With the Rev. Al Sharpton at his side, Democratic gubernatorial candidate Phil Murphy made a campaign stop today at a hi-tech education center in Newark's South Ward, saying the state needed to support urban youth to succeed in a globalized and digitized economy.
"We've got to be here, backing up these kids, to make sure that they can achieve all that they can achieve," said Murphy, flanked by Newark Mayor Ras Baraka and Newark native Sheila Oliver, the Democratic lieutenant gubernatorial candidate. "Centers like this are at the very center of our economy. This is the future of our economy."
Murphy appeared at NAN Newark Tech World, a center dedicated to improving Internet-based technological skills critical for many careers in the increasingly digital economy. A key part of the center's mission is to provide access to opportunities available through the Internet by offering classes in computer training skills and other technology programs.
The center is run by the National Action Newark, an organization that provides services to those in poverty, including supporting small community businesses.
Lord Dowdell, director of NAN Newark Tech World, located on Hawthorne Avenue, spoke of the need to narrow the socioeconomic digital divide in order to boost employment opportunities for all Newarkers.
"We've heard from corporate leadership that they wish to hire more minorities, in particular in the black and brown communities, but they don't have the skill set for the jobs available," Dowdell said. "Our job is to target the skills that they're looking for and train people in those disciplines so that they can move in to fill those jobs."
NAN was founded by Sharpton, a widely-known urban issues advocate and media personality. Sharpton was present to show support for the Democratic ticket and assert that the educational technology gap is a national issue that has a serious impact in cities such as Newark.
"A problem that we face in this country is that we have ignored the impact of the digital divide. Automation has cost more jobs than immigration. If you're not talking about closing the digital divide, we still will be losing jobs, particularly in our community," Sharpton said. "If we don't bring a generation up that is very literate in terms of using the technology of the day, then we are rendering them toward being unemployed."
Serving in the 1970s as soul legend James Brown's tour manager, Sharpton has been well known since the 1980s for his fiery advocacy for a range of causes, including protesting against police brutality in cities around the country and his support for Tawana Brawley, who falsely accused four white men of rape in the late 1980s. He is now the host of a Sunday morning news program on MSNBC.
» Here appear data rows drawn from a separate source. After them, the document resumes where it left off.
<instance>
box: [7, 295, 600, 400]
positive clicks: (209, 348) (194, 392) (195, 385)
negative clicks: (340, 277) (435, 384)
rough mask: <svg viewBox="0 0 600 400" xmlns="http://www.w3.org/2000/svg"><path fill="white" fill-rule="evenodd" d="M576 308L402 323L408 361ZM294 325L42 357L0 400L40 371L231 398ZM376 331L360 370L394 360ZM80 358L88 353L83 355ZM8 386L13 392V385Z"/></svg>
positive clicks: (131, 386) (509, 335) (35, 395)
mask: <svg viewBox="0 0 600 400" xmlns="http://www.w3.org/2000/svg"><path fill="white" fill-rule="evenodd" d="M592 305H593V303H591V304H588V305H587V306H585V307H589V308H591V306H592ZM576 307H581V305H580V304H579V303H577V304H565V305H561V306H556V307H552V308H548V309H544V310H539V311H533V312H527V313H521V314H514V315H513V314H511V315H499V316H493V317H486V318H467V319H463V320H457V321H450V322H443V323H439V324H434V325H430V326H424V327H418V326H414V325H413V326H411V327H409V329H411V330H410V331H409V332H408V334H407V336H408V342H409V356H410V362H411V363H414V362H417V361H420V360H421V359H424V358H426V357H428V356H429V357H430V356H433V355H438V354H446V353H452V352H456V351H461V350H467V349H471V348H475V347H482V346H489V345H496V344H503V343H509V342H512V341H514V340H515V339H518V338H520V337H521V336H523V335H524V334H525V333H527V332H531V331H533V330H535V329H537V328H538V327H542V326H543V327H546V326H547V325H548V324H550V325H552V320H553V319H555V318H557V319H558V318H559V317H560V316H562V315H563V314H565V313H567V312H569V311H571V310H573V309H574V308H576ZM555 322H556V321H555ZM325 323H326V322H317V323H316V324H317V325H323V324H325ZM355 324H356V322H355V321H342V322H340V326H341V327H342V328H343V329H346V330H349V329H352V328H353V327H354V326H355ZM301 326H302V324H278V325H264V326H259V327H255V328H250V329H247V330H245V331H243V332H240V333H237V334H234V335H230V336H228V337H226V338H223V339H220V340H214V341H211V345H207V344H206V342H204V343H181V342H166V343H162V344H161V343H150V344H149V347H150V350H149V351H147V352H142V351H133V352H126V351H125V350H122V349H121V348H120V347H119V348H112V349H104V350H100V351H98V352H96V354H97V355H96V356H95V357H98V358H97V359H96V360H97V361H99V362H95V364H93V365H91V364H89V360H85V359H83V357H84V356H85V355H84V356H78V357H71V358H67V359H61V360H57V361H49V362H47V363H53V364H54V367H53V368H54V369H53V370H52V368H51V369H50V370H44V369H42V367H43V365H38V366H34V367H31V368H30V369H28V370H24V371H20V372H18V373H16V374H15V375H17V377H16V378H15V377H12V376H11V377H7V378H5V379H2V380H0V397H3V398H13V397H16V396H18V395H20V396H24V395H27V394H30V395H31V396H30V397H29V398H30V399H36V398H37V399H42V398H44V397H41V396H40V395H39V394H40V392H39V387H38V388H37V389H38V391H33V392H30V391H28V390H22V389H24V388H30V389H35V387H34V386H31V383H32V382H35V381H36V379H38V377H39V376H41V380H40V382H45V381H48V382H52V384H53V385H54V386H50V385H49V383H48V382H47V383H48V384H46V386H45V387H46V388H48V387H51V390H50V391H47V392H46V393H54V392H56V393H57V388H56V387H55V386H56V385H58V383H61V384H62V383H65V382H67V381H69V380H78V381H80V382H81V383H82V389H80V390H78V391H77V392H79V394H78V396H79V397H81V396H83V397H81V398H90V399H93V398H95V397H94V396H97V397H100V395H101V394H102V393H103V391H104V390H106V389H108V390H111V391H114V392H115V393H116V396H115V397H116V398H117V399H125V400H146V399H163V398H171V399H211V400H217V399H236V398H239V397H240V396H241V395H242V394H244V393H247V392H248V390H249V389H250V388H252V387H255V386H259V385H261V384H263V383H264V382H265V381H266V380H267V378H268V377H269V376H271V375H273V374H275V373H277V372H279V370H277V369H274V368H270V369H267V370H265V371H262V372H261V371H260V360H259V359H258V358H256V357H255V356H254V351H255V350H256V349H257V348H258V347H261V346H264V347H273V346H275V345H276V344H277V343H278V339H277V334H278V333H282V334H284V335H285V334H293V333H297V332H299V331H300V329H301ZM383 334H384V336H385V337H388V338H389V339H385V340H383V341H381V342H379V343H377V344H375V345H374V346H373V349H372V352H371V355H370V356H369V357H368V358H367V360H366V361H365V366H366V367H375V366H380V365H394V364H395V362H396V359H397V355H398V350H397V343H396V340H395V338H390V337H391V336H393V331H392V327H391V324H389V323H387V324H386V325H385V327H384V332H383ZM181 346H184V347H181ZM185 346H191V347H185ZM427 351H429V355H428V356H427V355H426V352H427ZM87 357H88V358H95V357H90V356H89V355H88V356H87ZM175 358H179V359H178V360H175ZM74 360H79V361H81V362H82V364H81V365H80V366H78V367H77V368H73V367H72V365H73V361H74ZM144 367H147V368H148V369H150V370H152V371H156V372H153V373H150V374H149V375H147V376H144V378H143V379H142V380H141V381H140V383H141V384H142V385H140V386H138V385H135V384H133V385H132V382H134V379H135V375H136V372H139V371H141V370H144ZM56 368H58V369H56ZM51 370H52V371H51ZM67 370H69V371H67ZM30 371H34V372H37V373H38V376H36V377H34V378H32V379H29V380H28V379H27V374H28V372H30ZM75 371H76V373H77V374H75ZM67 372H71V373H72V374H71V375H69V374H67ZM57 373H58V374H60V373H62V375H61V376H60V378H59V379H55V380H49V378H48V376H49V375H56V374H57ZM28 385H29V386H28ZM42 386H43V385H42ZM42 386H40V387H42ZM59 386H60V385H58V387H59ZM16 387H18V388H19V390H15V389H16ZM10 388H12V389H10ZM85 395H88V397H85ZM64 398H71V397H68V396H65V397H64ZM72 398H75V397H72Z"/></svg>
Murphy has been no stranger to Newark, New Jersey's largest city, during his campaign. His decision to concentrate heavily on Newark, the source of the largest number of Democratic votes in New Jersey, in the fall of 2015 helped clear the field of several potential primary rivals and played a critical role in his eventual Democratic primary win this June.
But as the campaign moves closer to November, Murphy will need to win critical independent, moderate suburban voters to win the election against Republican candidate Lt. Gov. Kim Guadagno. Murphy said he sees no problem campaigning in Newark with Sharpton.
"We're not talking any vote for granted no matter where people live," Murphy told TAPinto Newark. "I've said so many times that as Newark goes, so goes the state of New Jersey. But I'm doing a town hall tonight in Middlesex County. We're walking and chewing gum. We have to do both."
While Murphy referenced New Jersey's urban-suburban divide, Sharpton stuck to crossing economic boundaries in an already divided country.
"The civil rights issue of the 21st century is that we already have a racial divide. Now we've got to deal with the digital divide," Sharpton said. "If not, we only bring racism to a new level. That we cannot do."